La conmoción llegaba desde un inmenso bosque japonés rastreado durante días por cientos de personas. Los padres de un niño de siete años habían querido darle una lección por su mal comportamiento y lo castigaron dejándolo solo en la cuneta. Aseguran que a los pocos minutos regresaron a por él, pero para entonces ya había desaparecido. El castigo se convirtió en tragedia a medida que pasaban las horas. Siete días después, el chico apareció sano y salvo. Y el debate sobre los castigos ha inundado las redes.
No soy en absoluto partidaria de los castigos porque creo que sirven de poco. Se pueden aplicar con buenos efectos a los seres irracionales. Tenemos en casa una conejita, Jingle, bastante amiga de los cables. Reiterados castigos tras mordisquear todo lo que veía a su alcance han conseguido alejarla del cobre. Pero dudo enormemente que Jingle haya entendido que todo este afán por castigarla tiene que ver con su seguridad y con la nuestra. Por muchos años que pasen, Jingle sabrá que la castigamos, no por qué la castigamos. A Jingle le pasa lo que a los perros de Pavlov: «Muerdo. Me castigan. Mejor no muerdo».
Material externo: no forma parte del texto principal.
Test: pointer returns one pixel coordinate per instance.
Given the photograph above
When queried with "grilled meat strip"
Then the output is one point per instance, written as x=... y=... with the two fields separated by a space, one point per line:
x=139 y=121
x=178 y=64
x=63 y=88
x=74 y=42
Hay veces que los padres tenemos que castigar. Pasa sobre todo en la primera infancia, cuando los niños, aún incapaces de entender, necesitan que vayamos delimitando su mundo por su seguridad y su aprendizaje. Por eso cuando gritamos un potente «No» que incluso hace llorar al niño porque se ha acercado al enchufe no esperamos que entienda que por los cables escondidos por la pared circula algo que no se ve pero que puede matarte. Solo esperamos que, como los perros de Pavlov, asocien una situación con otra: un enchufe con un grito enfadado.
A partir de ese momento en el que ya razonan, es mucho más práctico sustituir el castigo por la consecuencia al incumplimiento de una responsabilidad. La idea es que dejamos de ser nosotros quienes castigamos. Nosotros solo establecemos normas básicas que, si se transgreden, conllevan un desenlace previamente conocido.
¿Cómo lo hacemos?
1. El sistema de responsabilidades y consecuencias se establece en los días tranquilos. La familia configura sus límites y determina las consecuencias de los incumplimientos. Si los hijos son mayores, se puede incluso negociar. De esta forma, las «dos partes» aceptan de mutuo acuerdo unas reglas de juego. Por ejemplo: «Hasta que no acabes los deberes, no puedes ir a la piscina. No has acabado, ya sabes que no puedes ir a la piscina». En lugar de «como no has acabado, te castigo sin piscina».
2. Esperar ante imprevistos. Cuando aparece un nuevo elemento sobre el que hay que establecer una norma, por ejemplo, que nuestro hijo empieza a salir solo con sus amigos y un día llega tarde o no avisa, conviene que no actuemos movidos por la precipitación. Es mejor que posterguemos la decisión hasta otro momento: «No está bien lo que has hecho. Tenemos que pensar en lo que ha ocurrido y mañana hablaremos del tema».
3. Las normas tienen que ser claras y escasas, las muy importantes. En educación se gana más con muchos síes y algunos noes que con un ambiente de prohibición constante.
¿Qué ganamos?
1. Se hacen responsables de sus actos. De su forma de hacer las cosas se desprende una consecuencia.
2. Evitamos que actúen por temor. No es el miedo a la reprimenda lo que les mueve, puesto que no hay tal reprimenda.
3. Los padres dejamos de ser los malos de la peli: no imponemos castigos sino que vigilamos que se cumplan las responsabilidades.
4. Nuestro castigo no depende de nuestro estado de ánimo sino que está prefijado de antemano. Así se evita que la misma circunstancia acarree un castigo enorme un día en que estemos cansados y sea perdonada en otro momento.
5. Saben a qué atenerse. Aunque aparentemente los hijos demandan grandes cotas de libertad, necesitan conocer muy bien el terreno en el que se desenvuelven, los límites y las normas de juego.